It was the same issue last year. I need an Apple product (or a Windows 10 PC with Microsoft Edge) to watch a livestream on the internet. Odd for 2016.

Is this really a technical barrier or a marketing/strategic barrier?

4 comments

They use HTTP Live Streaming (https://en.wikipedia.org/wiki/HTTP_Live_Streaming) which is Apple's own protocol and hasn't been adopted by anyone but Microsoft.

To be fair, when they first implemented it MPEG DASH was a long way off.

HLS is used in plenty of places outside Apple and Microsoft. For example, Twitch.tv uses it in their HTML5 player which works in all modern browsers.

If you paste the playlist URL from another subthread into an open-source HTML5 player [1], it works perfectly.
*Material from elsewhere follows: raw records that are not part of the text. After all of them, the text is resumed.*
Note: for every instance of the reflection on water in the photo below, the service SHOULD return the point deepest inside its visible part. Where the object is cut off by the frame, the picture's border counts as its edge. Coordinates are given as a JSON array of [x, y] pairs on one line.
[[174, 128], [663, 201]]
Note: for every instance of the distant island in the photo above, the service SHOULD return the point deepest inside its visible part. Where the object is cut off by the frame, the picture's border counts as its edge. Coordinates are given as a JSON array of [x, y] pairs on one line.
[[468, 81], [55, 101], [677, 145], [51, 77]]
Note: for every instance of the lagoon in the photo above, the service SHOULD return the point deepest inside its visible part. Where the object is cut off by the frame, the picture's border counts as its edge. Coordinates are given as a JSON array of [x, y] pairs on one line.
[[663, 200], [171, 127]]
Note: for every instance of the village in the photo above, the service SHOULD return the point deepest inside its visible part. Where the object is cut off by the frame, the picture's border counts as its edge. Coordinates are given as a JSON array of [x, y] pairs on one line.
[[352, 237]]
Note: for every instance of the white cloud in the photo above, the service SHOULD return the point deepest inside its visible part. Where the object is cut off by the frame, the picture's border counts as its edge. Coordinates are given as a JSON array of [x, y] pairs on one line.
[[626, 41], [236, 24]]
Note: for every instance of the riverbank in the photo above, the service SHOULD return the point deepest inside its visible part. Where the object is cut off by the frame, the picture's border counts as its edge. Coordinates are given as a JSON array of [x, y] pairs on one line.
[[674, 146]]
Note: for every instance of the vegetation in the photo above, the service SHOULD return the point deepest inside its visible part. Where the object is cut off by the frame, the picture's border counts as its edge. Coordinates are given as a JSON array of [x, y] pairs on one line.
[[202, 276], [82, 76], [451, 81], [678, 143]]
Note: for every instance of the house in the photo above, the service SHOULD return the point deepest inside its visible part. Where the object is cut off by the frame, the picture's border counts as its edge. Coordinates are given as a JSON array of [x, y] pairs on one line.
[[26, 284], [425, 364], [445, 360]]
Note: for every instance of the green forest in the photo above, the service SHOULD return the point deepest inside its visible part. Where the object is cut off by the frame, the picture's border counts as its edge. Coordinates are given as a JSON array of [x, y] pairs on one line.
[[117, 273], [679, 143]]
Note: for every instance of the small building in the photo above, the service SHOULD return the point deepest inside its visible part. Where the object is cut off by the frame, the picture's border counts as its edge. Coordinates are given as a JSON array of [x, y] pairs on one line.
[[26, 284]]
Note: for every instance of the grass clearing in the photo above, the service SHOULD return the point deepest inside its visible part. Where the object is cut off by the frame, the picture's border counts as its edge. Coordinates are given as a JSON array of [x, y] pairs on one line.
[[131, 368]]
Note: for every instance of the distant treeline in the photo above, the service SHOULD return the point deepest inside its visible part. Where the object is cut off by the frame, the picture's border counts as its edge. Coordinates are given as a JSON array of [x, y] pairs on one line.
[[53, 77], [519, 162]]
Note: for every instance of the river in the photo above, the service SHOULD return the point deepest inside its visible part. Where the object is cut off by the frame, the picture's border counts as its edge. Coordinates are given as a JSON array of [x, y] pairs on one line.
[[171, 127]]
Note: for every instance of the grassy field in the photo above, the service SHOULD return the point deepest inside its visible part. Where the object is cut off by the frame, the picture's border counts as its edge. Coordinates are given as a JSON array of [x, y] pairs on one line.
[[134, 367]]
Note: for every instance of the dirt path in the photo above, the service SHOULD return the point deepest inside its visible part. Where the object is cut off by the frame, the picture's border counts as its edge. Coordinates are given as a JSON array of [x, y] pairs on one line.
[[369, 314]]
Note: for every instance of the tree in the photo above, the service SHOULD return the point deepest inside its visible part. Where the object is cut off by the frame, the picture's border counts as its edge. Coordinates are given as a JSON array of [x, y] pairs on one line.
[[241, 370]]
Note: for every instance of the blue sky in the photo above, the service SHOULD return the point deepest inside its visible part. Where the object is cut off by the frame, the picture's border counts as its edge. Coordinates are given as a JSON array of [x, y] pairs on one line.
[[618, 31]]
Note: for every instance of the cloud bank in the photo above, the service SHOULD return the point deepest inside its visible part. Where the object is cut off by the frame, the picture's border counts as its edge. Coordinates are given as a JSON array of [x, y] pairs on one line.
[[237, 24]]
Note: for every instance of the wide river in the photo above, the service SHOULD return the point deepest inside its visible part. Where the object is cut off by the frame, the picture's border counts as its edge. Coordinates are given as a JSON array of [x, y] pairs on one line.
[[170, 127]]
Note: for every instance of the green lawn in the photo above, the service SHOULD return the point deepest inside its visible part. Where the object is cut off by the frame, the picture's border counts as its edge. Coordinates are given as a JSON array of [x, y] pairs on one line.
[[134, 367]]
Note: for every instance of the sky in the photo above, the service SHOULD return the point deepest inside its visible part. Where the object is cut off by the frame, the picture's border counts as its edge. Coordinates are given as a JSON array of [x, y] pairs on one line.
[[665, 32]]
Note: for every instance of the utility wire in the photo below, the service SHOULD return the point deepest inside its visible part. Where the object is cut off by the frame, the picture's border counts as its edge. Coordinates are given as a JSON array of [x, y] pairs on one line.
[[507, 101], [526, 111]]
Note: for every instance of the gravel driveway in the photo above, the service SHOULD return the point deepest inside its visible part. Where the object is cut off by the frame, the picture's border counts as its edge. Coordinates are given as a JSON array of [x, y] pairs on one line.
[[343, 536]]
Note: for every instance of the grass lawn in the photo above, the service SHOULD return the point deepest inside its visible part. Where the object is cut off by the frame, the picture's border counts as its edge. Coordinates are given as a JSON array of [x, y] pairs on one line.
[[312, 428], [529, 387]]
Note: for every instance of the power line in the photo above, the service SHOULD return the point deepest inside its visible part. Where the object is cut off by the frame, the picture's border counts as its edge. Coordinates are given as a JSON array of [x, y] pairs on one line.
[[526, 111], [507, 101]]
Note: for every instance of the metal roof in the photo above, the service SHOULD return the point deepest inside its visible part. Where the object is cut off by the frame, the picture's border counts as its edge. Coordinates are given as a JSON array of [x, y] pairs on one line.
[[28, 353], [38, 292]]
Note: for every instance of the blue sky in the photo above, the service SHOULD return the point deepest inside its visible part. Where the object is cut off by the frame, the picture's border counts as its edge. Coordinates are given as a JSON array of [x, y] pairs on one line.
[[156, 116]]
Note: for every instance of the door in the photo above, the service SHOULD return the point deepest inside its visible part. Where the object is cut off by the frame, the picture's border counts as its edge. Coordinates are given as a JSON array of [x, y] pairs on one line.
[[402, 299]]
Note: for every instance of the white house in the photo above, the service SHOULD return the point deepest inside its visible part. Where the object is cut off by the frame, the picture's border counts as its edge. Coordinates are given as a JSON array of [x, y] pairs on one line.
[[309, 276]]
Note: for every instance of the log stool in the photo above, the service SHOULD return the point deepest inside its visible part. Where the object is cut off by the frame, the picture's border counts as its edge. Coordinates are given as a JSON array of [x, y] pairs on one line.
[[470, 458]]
There's literally no reason that Apple couldn't embed this on their home page except stubbornness.

[1]: http://dailymotion.github.io/hls.js/demo/

I believe it's also in fairly heavy use by Roku, as a supported technology that third party channels can use to provide a better streaming experience.
They use some sort of proprietary streaming .hls that for some reason doesn't support third-party browsers (DRM?) and Microsoft supports it but only wants it to be available in their Edge browser.
It's not that proprietary. FFMpeg supports creating these streams – I once created an encoding pipeline using HLS for a gig. The idea behind the tech is pretty good.
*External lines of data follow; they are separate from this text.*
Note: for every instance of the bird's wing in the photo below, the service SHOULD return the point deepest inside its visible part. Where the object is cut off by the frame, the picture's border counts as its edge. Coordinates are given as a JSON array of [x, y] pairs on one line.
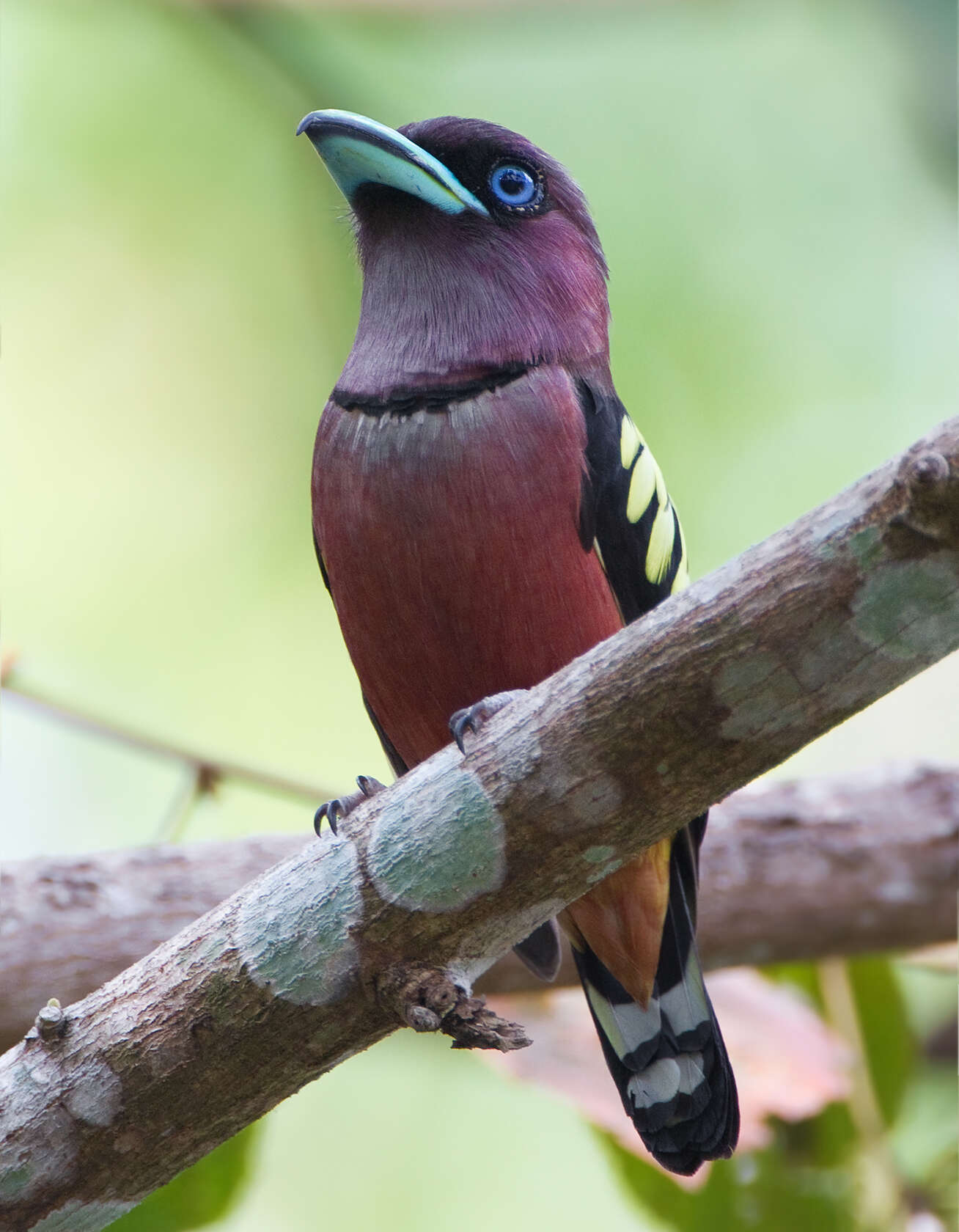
[[634, 934], [625, 509]]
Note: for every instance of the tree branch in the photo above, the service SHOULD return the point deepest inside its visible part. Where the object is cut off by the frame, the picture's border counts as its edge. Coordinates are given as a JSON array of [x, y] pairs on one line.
[[460, 858], [883, 842]]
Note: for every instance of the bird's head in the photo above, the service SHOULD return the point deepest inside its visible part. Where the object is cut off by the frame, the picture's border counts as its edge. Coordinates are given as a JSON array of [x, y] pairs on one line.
[[477, 248]]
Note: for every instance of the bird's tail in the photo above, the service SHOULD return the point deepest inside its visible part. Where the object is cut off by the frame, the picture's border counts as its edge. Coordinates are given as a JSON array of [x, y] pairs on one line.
[[669, 1061]]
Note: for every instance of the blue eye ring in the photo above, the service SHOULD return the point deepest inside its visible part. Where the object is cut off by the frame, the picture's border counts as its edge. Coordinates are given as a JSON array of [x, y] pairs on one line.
[[516, 188]]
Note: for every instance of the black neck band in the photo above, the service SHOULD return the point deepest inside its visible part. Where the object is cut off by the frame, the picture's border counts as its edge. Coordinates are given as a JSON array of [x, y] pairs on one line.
[[408, 400]]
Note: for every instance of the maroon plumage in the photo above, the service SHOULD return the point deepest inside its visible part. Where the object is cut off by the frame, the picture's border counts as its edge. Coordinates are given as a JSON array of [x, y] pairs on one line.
[[474, 496]]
But yeah, browser support is very poor – I had to use a Flash fallback for browsers that didn't support it (which was basically everything but Safari at the time... looks like that sadly still hasn't changed).

At the time it was the best thing for the job, but I haven't done anything with video lately. What would be the best tool for the job these days? Regarding browsers support, etc.

You can still use it via Javascript that repackages the MPEG-TS into MP4 files. However, DASH or a similar home-rolled solution could potentially avoid the repackaging.
Yeah, HLS is really just an extension to the .m3u streaming MP3 playlist format. It's not hard to reason about or understand.
Interesting that Edge is allowed to stream.

PS: Wiki [1] says Apples's HTTP live streaming is supported on Chrome 30 and onwards.

[1] - https://en.wikipedia.org/wiki/HTTP_Live_Streaming

Isn't it more to do with safari doesn't run on Windows? So Apple need to officially support a Windows browser as to not exclude all those windows users
I checked that too. It's supported on Chrome 30 and onwards, but not for Chrome on desktop OSes.
Alternative theories:

1) They have a limited streaming capacity.

2) They gave up on expanding their user base.